1216. Do you have to read up on leprechology before disbelieving in them?

Comment #77372 by Dr Benway on October 9, 2007 at 6:38 am

Quine:

A few years ago, I was driving along listening to a radio interview with the, then, US congressional leader Tom DeLay.
Tom DeLay sent me several invitations to be on a congressional healthcare advisory panel. The invitation came with a facsimile of an elegant certificate with the words "United States Congress" at the top, suitable for framing. I would be chairman of the panel.

Of course I thought, what is this shite? I called a number in the letter. If I were to donate $1000 dollars to the Republican party, I was on the panel. Hahaha.

Two years later DeLay was out due to shady fund raising tactics.

While gazing at your doctor's ego wall, if ever you come across a certificate like the one I describe, awarded around 2000-2001, your doctor is an idiot.

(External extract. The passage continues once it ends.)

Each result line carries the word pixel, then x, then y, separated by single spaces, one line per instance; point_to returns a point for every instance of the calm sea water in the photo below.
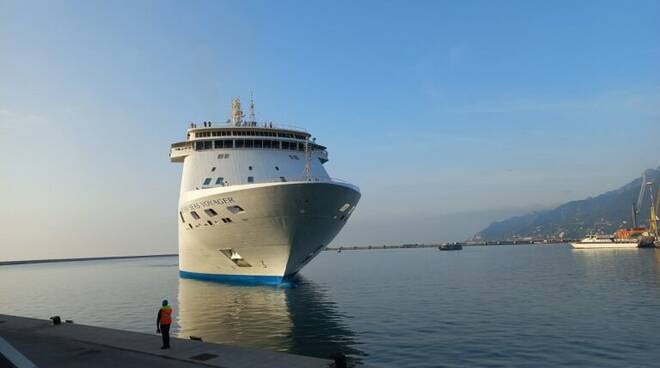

1217. Response to My Fellow 'Atheists'

Comment #77238 by Dr Benway on October 8, 2007 at 8:20 pm

My problem with the word "atheist" is the popular view that an atheist is certain there is no God. The agnostics get all the uncertainty. Entirely unfair, but there you have it.

I see an advantage in calling ourselves, "atheists and agnostics." Two words are not as neat as one. But on the plus, we snag some of that sweet, sweet uncertainty. Four out of five metaphysicians surveyed recommend it.

1218. Response to My Fellow 'Atheists'

Comment #77229 by Dr Benway on October 8, 2007 at 7:58 pm

PaulEmecz:

I think there is an inherent danger in deliberately trying to form a 'movement'. What Sam stands up for is rationality. Let's use reason, then. Let's not try and form such a large group that we start believing and accepting things without question.
On our team now? Or just trying your hand at concern trolling.

1219. Response to My Fellow 'Atheists'

Comment #77148 by Dr Benway on October 8, 2007 at 3:20 pm

I agree and disagree with Sam. Many do not feel, sense, or believe in God, and may self-describe as "atheists." I see no harm in that. Theists often do feel something they call "God." In a secular world, we could all say, "vive la difference!"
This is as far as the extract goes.